The Last Hand: A Charlie Salter Mystery

Description

232 pages
$29.99
ISBN 0-88882-239-1
DDC C813'.54

Author

Publisher

Year

2001

Contributor

Reviewed by Trevor S. Raymond

Trevor S. Raymond is a teacher and librarian with the Peel Board of Education and editor of Canadian Holmes.

Review

Canada’s best-known fictional policeman, Toronto’s Staff Inspector
Charlie Salter, has been on hiatus since Death by Degrees (1993), while
his creator has given us two new series detectives and three other books
including a memoir. Although it is a great pleasure to see Charlie
again, the portent for fans is not encouraging.
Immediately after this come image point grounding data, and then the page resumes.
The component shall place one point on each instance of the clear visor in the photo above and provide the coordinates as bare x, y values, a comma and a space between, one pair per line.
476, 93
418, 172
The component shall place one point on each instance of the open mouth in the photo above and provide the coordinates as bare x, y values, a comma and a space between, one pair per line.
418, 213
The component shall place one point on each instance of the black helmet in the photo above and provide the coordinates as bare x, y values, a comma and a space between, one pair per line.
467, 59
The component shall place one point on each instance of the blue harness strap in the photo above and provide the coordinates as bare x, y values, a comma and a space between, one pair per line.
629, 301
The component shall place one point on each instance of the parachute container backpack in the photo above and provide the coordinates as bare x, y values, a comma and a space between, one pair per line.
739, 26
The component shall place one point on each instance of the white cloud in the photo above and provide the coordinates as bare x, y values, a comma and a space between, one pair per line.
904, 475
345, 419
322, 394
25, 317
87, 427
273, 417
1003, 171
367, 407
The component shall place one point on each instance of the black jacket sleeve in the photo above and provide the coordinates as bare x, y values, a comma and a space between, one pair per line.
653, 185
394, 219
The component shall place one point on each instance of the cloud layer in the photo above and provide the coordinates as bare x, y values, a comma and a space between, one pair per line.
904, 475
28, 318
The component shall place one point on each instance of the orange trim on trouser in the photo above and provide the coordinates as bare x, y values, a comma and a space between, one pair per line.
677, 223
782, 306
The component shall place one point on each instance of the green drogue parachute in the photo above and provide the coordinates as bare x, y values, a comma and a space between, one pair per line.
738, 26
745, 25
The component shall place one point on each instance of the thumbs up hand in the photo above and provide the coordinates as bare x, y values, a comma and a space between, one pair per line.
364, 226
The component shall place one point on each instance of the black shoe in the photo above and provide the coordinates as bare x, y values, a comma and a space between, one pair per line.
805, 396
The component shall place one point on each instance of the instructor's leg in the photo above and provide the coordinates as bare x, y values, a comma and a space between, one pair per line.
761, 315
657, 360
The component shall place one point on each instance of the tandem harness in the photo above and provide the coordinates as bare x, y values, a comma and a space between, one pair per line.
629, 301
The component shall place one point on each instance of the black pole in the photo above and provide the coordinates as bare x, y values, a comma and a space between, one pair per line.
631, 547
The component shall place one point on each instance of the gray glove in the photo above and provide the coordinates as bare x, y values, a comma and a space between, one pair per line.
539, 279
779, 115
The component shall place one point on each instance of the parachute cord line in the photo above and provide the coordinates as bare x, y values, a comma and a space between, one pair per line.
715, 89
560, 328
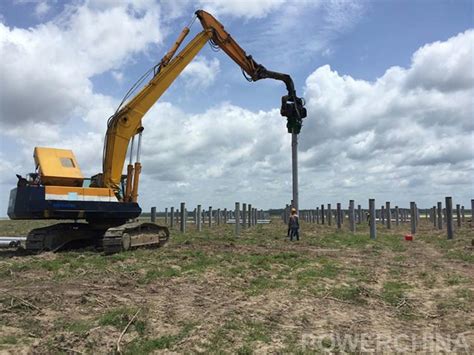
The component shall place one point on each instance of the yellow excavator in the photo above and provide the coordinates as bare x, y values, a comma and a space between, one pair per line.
108, 201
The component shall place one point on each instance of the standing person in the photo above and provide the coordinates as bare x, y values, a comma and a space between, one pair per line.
294, 225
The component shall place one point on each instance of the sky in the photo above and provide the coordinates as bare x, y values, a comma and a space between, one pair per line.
388, 85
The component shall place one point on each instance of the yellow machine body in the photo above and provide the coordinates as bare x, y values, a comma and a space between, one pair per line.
58, 167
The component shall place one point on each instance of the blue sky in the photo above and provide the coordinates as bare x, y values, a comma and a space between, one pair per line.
72, 81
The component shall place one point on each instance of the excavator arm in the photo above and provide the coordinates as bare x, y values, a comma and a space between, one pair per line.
126, 123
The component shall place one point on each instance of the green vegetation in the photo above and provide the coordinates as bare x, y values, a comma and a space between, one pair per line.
145, 345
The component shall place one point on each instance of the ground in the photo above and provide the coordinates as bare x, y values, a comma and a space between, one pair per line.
214, 292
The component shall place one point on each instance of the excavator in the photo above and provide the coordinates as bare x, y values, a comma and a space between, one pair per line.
108, 201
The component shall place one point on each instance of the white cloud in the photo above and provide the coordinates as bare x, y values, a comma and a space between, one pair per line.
201, 72
42, 8
407, 135
398, 134
50, 66
241, 8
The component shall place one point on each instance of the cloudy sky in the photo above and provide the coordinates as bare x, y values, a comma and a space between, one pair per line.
389, 87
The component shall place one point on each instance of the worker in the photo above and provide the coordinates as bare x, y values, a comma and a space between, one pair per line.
294, 226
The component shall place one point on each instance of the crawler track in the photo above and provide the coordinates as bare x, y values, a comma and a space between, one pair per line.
110, 241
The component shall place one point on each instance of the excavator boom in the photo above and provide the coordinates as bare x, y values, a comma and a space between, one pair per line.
127, 122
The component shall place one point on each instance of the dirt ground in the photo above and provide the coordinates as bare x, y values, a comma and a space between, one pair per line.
212, 292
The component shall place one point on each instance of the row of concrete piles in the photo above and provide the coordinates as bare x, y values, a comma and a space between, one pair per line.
441, 217
248, 216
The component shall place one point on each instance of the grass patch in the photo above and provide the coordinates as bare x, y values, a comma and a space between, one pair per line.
348, 293
143, 345
461, 300
461, 255
117, 317
394, 292
262, 283
455, 279
9, 339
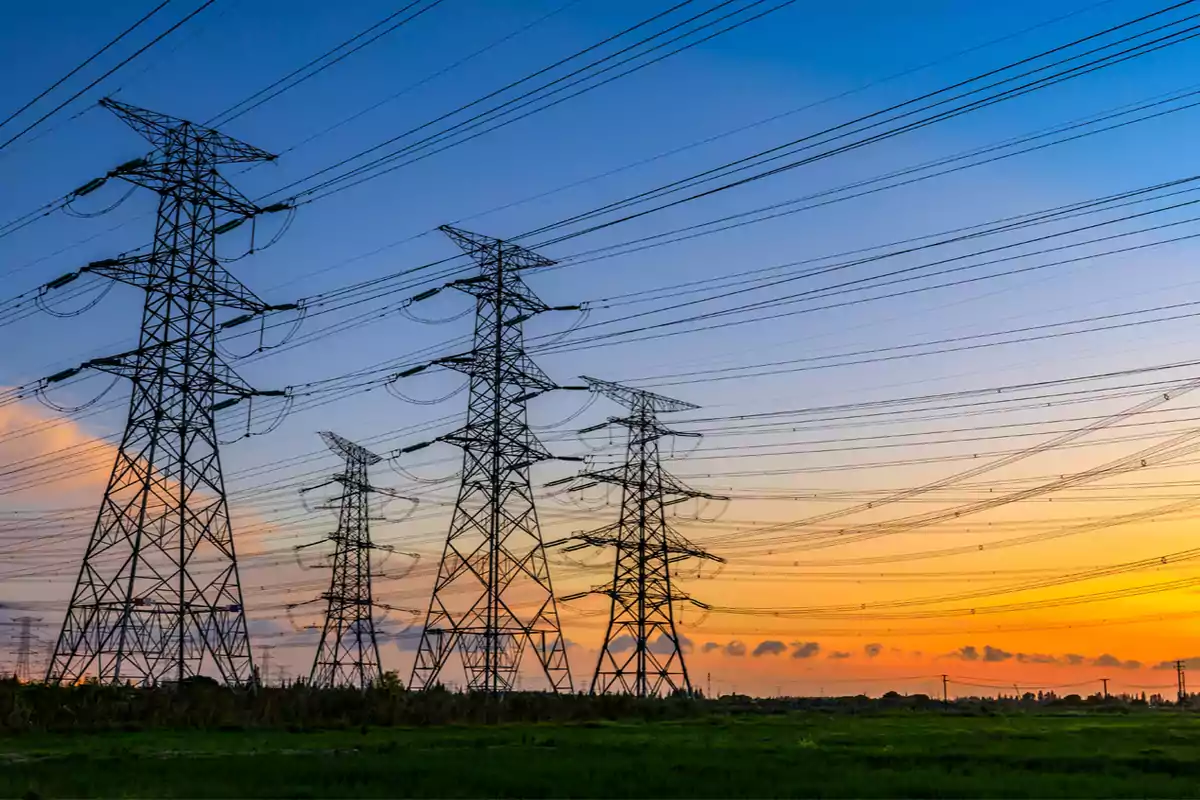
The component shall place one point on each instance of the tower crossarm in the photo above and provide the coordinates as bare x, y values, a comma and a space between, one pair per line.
486, 248
634, 398
160, 128
142, 270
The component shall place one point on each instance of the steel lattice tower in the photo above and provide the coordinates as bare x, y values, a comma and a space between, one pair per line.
23, 671
157, 597
348, 654
492, 596
641, 653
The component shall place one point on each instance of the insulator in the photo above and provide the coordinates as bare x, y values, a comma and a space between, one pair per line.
90, 186
412, 371
61, 281
130, 166
63, 376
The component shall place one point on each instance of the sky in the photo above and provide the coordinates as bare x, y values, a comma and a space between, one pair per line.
991, 388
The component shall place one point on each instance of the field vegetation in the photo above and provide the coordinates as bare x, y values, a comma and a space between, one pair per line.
208, 741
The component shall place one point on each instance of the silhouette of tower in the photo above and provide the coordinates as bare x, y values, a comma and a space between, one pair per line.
157, 595
492, 596
348, 654
641, 653
23, 669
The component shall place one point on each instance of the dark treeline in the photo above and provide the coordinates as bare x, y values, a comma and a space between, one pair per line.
40, 708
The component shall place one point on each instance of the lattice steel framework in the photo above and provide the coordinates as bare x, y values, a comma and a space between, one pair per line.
492, 596
348, 653
157, 597
24, 671
641, 653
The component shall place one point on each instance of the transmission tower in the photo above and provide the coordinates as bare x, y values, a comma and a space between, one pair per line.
492, 596
641, 653
157, 597
24, 671
348, 654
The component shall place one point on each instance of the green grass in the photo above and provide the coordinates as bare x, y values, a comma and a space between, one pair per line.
810, 755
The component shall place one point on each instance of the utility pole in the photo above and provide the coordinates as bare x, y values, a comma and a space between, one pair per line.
157, 597
492, 596
348, 653
642, 609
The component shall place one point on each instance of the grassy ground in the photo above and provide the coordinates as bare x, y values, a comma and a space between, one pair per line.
915, 755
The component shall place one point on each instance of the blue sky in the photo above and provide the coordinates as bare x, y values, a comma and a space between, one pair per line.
834, 61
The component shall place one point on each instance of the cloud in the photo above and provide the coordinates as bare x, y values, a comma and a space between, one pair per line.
995, 654
622, 644
804, 649
1109, 660
1188, 663
664, 645
31, 432
769, 648
967, 653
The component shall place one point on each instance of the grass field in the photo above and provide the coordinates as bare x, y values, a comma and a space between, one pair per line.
915, 755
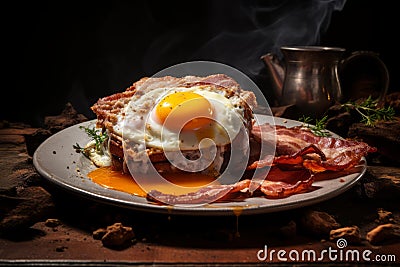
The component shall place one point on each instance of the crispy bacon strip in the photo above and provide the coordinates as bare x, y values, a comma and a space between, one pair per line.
293, 160
278, 184
293, 144
204, 195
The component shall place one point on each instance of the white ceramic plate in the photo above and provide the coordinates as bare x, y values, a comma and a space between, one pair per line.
56, 160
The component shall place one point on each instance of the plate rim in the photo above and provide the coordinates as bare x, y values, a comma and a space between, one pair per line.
179, 210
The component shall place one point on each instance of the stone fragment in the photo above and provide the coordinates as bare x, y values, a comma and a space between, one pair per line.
52, 223
318, 223
384, 217
383, 233
117, 235
35, 205
99, 233
350, 233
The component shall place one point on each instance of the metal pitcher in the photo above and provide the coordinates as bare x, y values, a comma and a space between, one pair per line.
309, 76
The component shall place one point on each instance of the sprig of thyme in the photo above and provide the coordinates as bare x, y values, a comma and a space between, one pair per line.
319, 127
95, 134
370, 112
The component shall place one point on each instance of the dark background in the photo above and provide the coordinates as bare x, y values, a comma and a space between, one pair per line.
67, 51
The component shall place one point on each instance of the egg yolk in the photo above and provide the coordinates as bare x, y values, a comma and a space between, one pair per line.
184, 111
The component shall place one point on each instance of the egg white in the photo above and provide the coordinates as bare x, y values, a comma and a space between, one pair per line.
139, 125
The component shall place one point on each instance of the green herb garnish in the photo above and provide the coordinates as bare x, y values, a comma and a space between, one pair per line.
95, 134
319, 128
370, 111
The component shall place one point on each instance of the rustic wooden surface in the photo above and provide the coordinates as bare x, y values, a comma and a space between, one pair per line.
44, 225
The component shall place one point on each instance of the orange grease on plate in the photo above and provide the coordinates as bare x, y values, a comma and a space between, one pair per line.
116, 180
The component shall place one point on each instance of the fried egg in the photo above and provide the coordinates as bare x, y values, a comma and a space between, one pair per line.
182, 118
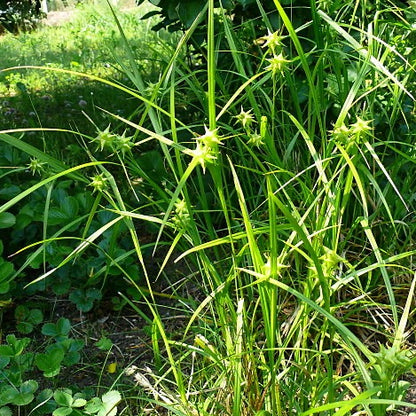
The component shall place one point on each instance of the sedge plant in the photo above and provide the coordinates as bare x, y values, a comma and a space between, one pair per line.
279, 168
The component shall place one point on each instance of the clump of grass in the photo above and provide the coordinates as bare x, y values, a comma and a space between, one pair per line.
88, 43
274, 191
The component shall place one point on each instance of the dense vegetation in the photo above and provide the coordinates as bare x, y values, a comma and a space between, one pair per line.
245, 186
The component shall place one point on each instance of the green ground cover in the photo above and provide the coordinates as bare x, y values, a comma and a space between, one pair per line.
245, 187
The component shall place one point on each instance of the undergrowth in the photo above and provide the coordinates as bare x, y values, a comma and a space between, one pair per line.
277, 159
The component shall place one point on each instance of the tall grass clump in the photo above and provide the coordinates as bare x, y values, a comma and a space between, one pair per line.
286, 186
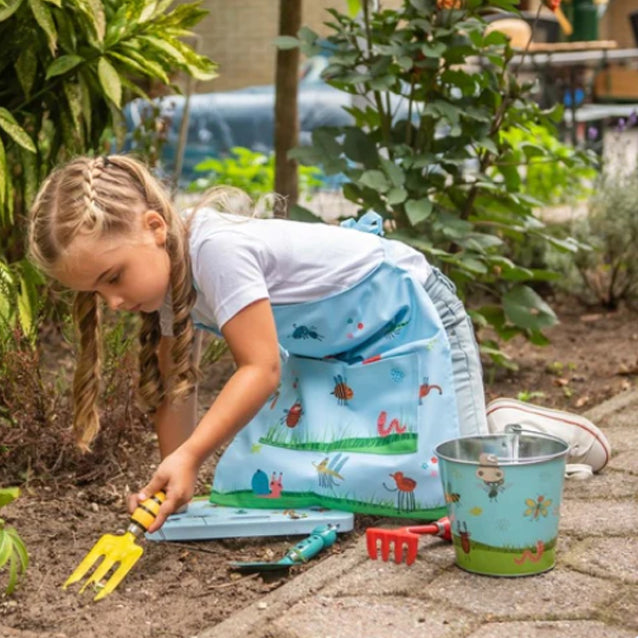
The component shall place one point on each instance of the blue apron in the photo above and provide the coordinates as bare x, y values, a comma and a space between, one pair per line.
366, 394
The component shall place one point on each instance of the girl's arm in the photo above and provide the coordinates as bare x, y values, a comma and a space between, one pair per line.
252, 339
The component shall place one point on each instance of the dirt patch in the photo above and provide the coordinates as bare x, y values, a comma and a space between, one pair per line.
177, 590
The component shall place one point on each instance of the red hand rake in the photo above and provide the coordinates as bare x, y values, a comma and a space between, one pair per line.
407, 537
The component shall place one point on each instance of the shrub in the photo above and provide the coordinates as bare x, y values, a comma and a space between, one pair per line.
432, 95
607, 272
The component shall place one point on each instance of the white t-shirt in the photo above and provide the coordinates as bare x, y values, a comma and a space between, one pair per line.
238, 260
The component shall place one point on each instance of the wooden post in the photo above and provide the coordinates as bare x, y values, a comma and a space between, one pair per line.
286, 109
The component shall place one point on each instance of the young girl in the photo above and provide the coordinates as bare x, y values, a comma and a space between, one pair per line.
354, 356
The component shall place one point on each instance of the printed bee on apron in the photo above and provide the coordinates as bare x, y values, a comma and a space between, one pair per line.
342, 390
305, 332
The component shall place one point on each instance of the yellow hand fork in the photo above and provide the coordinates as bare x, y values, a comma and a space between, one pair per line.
120, 549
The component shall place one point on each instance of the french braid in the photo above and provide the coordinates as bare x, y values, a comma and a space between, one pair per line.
97, 197
86, 381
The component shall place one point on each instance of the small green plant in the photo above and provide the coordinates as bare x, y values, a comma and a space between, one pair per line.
607, 272
12, 549
550, 170
251, 171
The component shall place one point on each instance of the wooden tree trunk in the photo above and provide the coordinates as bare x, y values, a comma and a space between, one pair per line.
286, 110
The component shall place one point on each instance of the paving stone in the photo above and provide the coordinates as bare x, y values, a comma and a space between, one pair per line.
598, 518
558, 594
550, 629
606, 557
622, 438
610, 483
624, 610
618, 411
359, 617
625, 461
381, 578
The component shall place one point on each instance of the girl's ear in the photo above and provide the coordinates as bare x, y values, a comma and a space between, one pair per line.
153, 221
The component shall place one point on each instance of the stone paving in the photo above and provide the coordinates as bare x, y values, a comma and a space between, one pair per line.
592, 592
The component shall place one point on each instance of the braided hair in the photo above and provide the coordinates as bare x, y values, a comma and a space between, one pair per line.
97, 197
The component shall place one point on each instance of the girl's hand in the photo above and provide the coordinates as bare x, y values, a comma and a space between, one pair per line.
176, 475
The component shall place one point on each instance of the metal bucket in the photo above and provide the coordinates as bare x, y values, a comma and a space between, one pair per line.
503, 494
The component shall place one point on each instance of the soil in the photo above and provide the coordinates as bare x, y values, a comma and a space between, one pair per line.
179, 589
There is the title
itself, for one thing, and after the opening pages present a litany of
Charlie’s physical and mental complaints, a former boss tells the
60-year-old Salter (who has not kept up with the latest police
techniques and is ignored by many of the younger men), “You’ve gotta
retire this year. That’s the rule.” This, it seems likely, is to be
Charlie Salter’s last case. It is a case in which, with plodding,
patient, old-fashioned detection, Charlie solves the murder of a Toronto
lawyer while continuing to develop his relationship with his sons, one
of whom was 14 in the first book and is now the father of a daughter. No
violence here, only a bare minimum of obscene chatter, and little
page-turning suspense—just a good story, familiar Toronto settings, a
family we care about, and a pleasant, comfortable read.